I have a single threaded app that loops, polls network activity with a
'select'
function and interrupts the flow of the loop when a SIGALRM signal is ran,
the
handler of which sets a variable that the loop responds to.

While this app more-or-less ran fine in its native linux environment, when
trying to run it at home in cygwin a problem occurs. Basically, between about
2-100 seconds of starting the process (on average), the alarm signal never
runs
as scheduled and never runs again, except for one more time when I hit CTRL+C
(which I know by inserting debugging output into the signal handler).

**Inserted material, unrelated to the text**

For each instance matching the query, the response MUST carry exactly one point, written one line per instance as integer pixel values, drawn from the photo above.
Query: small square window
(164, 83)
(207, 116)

The funny thing is the app happily continues looping and calling the 'select'
function, it just never gets interrupted by an alarm signal. The select
function
handles cases of EINTR where it was interrupted by an alarm, btw (sockets are
nonblocking and timeout is 1 second).

Now here's the REALLY weird bit. IF I insert a printf (with newline
terminated
string) after the select function, _the problem never occurs_. If there's no
newline, the printed strings are buffered without being shown, until either a
newline arrives or I hit CTRL-C.

Doesn't work if I put it before the select function, only after.

I haven't included any io streams into the fd_sets passed to the select
function, in case you were wondering. They are zeroed and then only receive
network connections.

This has me stumped.

I'd suggest trying a snapshot - <http://cygwin.com/problems.html>
                                   ^^^^^^^^^^^^^^^^^^^^^^^^^^^^^^^
                                   http://cygwin.com/snapshots/

If that doesn't help, a full problem report might help someone on the list
spot an issue.

Problem reports: http://cygwin.com/problems.html



--
Larry

_____________________________________________________________________

A: Yes.
> Q: Are you sure?
>> A: Because it reverses the logical flow of conversation.
>>> Q: Why is top posting annoying in email?